Procédure devant la Cour :
Par une requête enregistrée le 6 janvier 2015, M.A..., représenté par la SCP Dessalces et associés, demande à la Cour :
1°) d'annuler cette ordonnance du président de la 2ème chambre du tribunal administratif de Montpellier du 8 décembre 2014 ;
2°) d'annuler les décisions susmentionnées du préfet de l'Hérault ;
3°) d'enjoindre au préfet de l'Hérault de lui délivrer un titre de séjour portant la mention " vie privée et familiale " ou " salarié " sous astreinte de 100 euros par jour de retard à compter de la décision à intervenir, ou subsidiairement de réexaminer sa demande de titre de séjour dans un délai de deux mois, sous la même astreinte ;
4°) de mettre à la charge du préfet de l'Hérault une somme de 1 200 euros à verser soit à son conseil en application de l'article 37 de la loi du 10 juillet 1991 en cas d'admission à l'aide juridictionnelle, soit à lui-même en cas de non admission à l'aide juridictionnelle, en application de l'article L. 761-1 du code de justice administrative, ainsi que les dépens de l'instance.
Il soutient que :
- l'ordonnance est entachée d'irrégularité, le premier juge ne pouvant se prévaloir valablement des dispositions de l'article R. 222-1 du code de justice administrative pour estimer que le moyen tiré de l'erreur manifeste d'appréciation n'était pas assorti de précisions suffisantes, alors qu'il fournissait de nombreuses pièces à l'appui de ce moyen ;
- contrairement à l'appréciation portée par le préfet, il a justifié de son entrée et de sa résidence habituelle sur le territoire français, d'un domicile, de l'intensité de ses intérêts privés et familiaux en France où réside son père handicapé et où il a tissés des liens personnels, et de son souci d'intégration manifesté par l'obtention d'une promesse d'embauche ;
- au regard de l'ensemble de ces éléments le préfet a méconnu l'article L. 313-11 7° du code de l'entrée et du séjour des étrangers et du droit d'asile en refusant de lui délivrer un titre de séjour ;
- la décision portant obligation de quitter le territoire français méconnaît l'article 8 de la convention européenne de sauvegarde des droits de l'homme et des libertés fondamentale ;
- l'obligation de quitter le territoire prévue par l'article L. 511-1 I du code de l'entrée et du séjour des étrangers et du droit d'asile est contraire à l'article 12 de la directive 2008/115/CE du 16 décembre 2008 en ce qu'elle est dispensée de motivation ;
- le préfet de l'Hérault s'est cru à tort en situation de compétence liée pour assortir le refus de titre de séjour d'une obligation de quitter le territoire français ;
- le préfet n'a pas pris en compte la particularité de sa situation qui aurait dû le conduire à lui octroyer un délai de départ volontaire supérieur à trente jours.

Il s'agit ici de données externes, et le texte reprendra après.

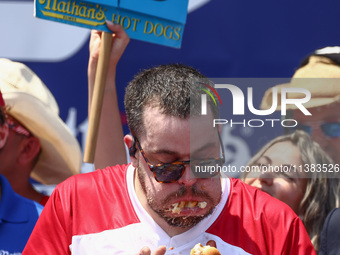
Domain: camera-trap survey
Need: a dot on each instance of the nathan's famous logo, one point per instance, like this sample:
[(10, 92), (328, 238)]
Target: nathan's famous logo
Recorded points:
[(95, 15), (238, 108), (90, 14)]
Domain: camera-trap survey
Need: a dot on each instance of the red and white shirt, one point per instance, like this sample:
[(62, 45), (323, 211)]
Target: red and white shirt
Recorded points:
[(99, 213)]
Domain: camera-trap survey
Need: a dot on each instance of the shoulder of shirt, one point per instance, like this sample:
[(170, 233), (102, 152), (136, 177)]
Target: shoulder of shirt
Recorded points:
[(261, 202), (86, 180)]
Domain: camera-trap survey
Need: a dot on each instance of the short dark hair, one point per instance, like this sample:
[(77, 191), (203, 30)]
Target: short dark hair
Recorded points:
[(173, 88)]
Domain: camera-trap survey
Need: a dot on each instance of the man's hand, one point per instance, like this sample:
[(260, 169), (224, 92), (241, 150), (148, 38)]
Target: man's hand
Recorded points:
[(120, 40), (159, 251)]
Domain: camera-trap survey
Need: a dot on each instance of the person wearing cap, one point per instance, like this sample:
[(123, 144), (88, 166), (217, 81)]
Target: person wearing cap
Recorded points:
[(319, 73), (39, 144), (18, 215)]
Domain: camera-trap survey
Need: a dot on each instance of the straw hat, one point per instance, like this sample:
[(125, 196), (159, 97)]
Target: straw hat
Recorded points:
[(30, 102), (319, 73)]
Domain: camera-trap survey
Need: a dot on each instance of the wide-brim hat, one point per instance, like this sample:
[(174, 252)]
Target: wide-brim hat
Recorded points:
[(319, 74), (30, 102)]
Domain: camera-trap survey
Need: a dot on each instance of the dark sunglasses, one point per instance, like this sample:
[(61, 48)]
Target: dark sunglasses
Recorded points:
[(172, 172), (330, 129)]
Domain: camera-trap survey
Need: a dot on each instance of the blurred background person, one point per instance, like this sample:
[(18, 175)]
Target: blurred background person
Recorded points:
[(311, 194), (320, 74), (39, 144), (18, 215), (330, 235)]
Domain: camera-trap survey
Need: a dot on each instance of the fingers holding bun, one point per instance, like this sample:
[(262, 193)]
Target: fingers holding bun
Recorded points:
[(199, 249)]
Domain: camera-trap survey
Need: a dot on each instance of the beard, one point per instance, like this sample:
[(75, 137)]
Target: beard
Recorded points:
[(175, 221)]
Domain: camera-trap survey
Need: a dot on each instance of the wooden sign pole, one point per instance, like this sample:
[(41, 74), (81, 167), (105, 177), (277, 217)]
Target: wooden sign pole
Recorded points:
[(97, 98)]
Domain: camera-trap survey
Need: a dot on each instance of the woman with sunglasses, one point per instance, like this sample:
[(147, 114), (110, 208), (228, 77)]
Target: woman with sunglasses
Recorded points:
[(312, 192), (319, 73)]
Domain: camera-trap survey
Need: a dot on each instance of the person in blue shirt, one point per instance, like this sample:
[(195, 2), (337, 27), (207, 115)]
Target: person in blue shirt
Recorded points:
[(18, 215)]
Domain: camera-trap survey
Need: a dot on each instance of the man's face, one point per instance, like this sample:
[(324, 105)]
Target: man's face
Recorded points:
[(188, 200), (320, 115)]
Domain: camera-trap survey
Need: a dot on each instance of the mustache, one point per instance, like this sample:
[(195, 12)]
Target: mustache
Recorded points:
[(184, 190)]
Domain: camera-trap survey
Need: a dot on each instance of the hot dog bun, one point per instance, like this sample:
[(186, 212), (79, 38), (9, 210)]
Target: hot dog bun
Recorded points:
[(199, 249)]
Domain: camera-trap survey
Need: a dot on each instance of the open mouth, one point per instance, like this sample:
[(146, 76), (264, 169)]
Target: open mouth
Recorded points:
[(178, 207)]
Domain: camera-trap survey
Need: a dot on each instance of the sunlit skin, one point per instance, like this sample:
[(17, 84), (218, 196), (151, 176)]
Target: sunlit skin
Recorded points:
[(165, 140), (327, 113), (287, 187)]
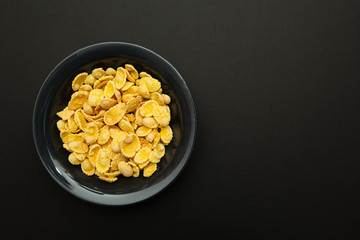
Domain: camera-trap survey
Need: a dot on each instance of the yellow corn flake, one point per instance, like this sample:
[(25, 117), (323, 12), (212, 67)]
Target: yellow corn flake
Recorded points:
[(78, 81), (152, 84), (103, 99), (80, 120), (166, 135), (91, 133), (98, 72), (65, 114), (144, 74), (65, 136), (127, 86), (78, 147), (92, 153), (86, 88), (161, 115), (115, 144), (127, 96), (87, 167), (156, 140), (167, 99), (159, 150), (133, 103), (125, 169), (129, 145), (149, 169), (143, 89), (144, 164), (157, 97), (110, 71), (138, 117), (151, 136), (101, 82), (112, 174), (77, 100), (71, 125), (79, 156), (61, 125), (104, 135), (132, 71), (109, 89), (95, 97), (150, 122), (128, 76), (110, 153), (130, 117), (88, 109), (153, 158), (114, 130), (73, 159), (107, 103), (145, 143), (126, 126), (108, 179), (117, 95), (114, 114), (147, 109), (90, 80), (143, 131), (132, 90), (120, 78), (142, 155), (102, 161)]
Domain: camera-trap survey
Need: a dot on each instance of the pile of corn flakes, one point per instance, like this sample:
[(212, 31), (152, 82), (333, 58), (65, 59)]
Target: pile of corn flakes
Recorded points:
[(116, 123)]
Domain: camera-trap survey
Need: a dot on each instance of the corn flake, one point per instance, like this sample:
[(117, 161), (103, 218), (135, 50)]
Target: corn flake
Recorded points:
[(116, 123)]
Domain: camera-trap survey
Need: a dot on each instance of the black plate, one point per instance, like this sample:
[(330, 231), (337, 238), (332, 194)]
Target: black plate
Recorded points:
[(55, 94)]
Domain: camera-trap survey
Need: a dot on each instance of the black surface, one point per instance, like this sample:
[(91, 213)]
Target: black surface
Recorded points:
[(276, 88)]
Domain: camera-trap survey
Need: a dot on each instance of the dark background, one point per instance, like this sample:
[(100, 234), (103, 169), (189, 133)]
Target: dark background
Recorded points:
[(276, 87)]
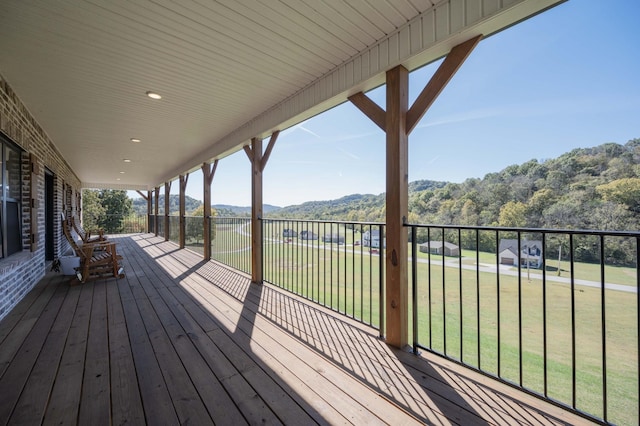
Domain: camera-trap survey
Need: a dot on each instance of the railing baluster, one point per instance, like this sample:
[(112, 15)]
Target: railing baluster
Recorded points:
[(544, 316), (460, 303), (414, 287), (499, 354), (573, 323), (603, 329), (479, 360)]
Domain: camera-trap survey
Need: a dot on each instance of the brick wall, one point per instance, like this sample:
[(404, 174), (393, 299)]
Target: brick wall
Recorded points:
[(20, 272)]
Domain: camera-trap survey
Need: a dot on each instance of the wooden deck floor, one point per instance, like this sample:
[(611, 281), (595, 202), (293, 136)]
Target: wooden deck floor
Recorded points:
[(182, 341)]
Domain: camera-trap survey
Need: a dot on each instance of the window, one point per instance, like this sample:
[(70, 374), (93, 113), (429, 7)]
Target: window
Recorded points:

Par un mémoire en défense enregistré le 27 novembre 2015, le préfet de l'Hérault conclut au rejet de la requête.
Il soutient qu'aucun des moyens invoqués par M. A...contre les décisions en litige n'est fondé.
Un courrier du 30 octobre 2015 adressé aux parties en application des dispositions de l'article R. 611-11-1 du code de justice administrative, les a informées de la période à laquelle il est envisagé d'appeler l'affaire à l'audience et a indiqué la date à partir de laquelle l'instruction pourra être close dans les conditions prévues par le dernier alinéa de l'article R. 613-1 et le dernier alinéa de l'article R. 613-2.
M. A...a été admis au bénéfice de l'aide juridictionnelle totale par une décision en date du 17 mars 2015.
Vu les autres pièces du dossier.
Vu :
- la convention européenne de sauvegarde des droits de l'homme et des libertés fondamentales ;
- l'accord franco-marocain du 9 octobre 1987 ;
- la directive 2008/115/CE du Parlement européen et du Conseil du 16 décembre 2008 ;
- le code de l'entrée et du séjour des étrangers et du droit d'asile ;
- la loi n° 91-647 du 10 juillet 1991 ;
- le code de justice administrative.
Les parties ont été régulièrement averties du jour de l'audience par un avis d'audience adressé le 26 janvier 2016 portant clôture d'instruction immédiate en application des dispositions de l'article R. 613-2 du code de justice administrative.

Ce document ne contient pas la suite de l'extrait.